Александр Александрович посылал ее за льдом и просил не утомлять больной таким вздором, потому что члены боевых дружин не такие дураки, чтобы укрепляться в яме, по которой можно стрелять отовсюду сверху. Глаша обижалась и надувала губы. Нас на несколько минут выпустили во двор. Состояние, царившее на нем, в обычное время называется тишиной. Однако в те минуты оно казалось лишенным имени и необъяснимым. Воздух, который столько дней подряд дырявили плеточные щелчки выстрелов, поражал нетронутостью и благодаря заре и сумеркам был румян и гладок, как кожа у девушки.
В этой тишине и раздался вдруг негромкий разговор, слышный от слова до слова. Ерофей, старый наш дворник, завел его, может быть, нарочно для нас. Он беседовал с Мухрыгиным за углом дома, в воротном проходе. Край стены скрывал их от нас.
– В Троицу веровать не диво, – говорил Ерофей, – так уж люди родятся. Да ино вещь делом, ино языком. Эли запущать поглыбже, так сейчас встрелись семик и антисемик, какие за весну народного ослобождения, а какому наплевать. И верно про тебя господа сказали – антисемик, как ты хоша и богомольный, ну выходишь супротивник семика. Жисти ты настоящей не знаешь, живешь без проветру в каменном помещенье, как мокрая склизь или какая-нибудь древесная губа, и тута и кашель твой, и табак, и запой, а дворник завсегда находящий на вольном воздухе, и от этого польза уму и грудям.
Среди ночи я проснулся.
– Вставай, мы горим! – кричала в дверь Тоня, одеваясь.
– Тише, дом подымешь. Это костры. У нас отходники качают. Слышишь, какая вонь?

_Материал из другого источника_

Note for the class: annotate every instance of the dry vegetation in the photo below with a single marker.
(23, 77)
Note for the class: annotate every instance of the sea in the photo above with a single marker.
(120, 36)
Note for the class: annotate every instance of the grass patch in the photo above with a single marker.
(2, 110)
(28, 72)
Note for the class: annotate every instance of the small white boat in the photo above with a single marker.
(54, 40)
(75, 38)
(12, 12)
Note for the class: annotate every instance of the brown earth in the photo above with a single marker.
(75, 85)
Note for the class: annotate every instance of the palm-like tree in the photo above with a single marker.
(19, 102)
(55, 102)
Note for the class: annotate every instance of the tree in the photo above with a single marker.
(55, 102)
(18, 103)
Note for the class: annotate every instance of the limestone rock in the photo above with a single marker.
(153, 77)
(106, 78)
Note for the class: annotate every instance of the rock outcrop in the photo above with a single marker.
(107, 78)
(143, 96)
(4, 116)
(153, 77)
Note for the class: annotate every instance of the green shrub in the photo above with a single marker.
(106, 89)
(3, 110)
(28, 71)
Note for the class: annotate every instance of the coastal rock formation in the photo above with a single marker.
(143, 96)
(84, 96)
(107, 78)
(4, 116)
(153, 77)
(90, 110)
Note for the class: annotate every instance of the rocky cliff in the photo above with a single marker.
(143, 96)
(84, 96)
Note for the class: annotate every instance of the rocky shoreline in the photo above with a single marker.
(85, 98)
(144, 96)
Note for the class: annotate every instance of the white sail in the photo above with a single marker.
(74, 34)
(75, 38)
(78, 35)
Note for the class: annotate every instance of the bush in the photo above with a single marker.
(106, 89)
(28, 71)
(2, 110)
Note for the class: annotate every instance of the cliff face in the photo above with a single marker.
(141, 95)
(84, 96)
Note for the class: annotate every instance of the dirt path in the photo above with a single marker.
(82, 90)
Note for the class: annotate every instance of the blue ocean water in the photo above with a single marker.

И я тотчас захрапел, но через несколько минут снова проснулся.
Весь дом был на ногах. Внизу хлопали дверьми. Стрельба в городе возобновилась с неиспытанной силой. Верно, это были пушки. Тоня, растолкавшая меня на этот раз, стояла надо мной одевшись.
– Выйди на минуту, – сказал я ей.
Накинув одеяло, я вскочил на подоконник и распахнул форточку. Меня обдало прежним зловоньем, но раз ощутив его, я больше не стал его слышать. Его очистила дикая тревога, исходившая от зрелища.
Небо лопалось и дышало огнем и гулом орудий. Его опоясывали зарева нескольких пожаров. Один полыхал где-то поблизости. Неразличимые голоса сталкивались в темноте, бежали друг за другом, друг друга обгоняя. Кто-то кого-то звал, куда-то посылал, что-то приказывал. Срывая дома с оснований, по переулку проскакала кавалерия. Языки пламени дернулись в ту сторону. Все смолкло.
Я не заметил, как оделся. Вверх по лестнице прогремели шаги Александра Александровича. С никогда не слыханной зычностью он звал нас вниз со средней площадки.
Услышав наш ответ и еще раз в нем уверясь, он с грохотом сбежал с лестницы.
Мы собрались в столовой все в верхнем, чтобы быть наготове, если придется идти из дому. Суконные гардины на окнах задернули пола за полу, свечку на обеденном столе заставили стойко́м поставленной книгой.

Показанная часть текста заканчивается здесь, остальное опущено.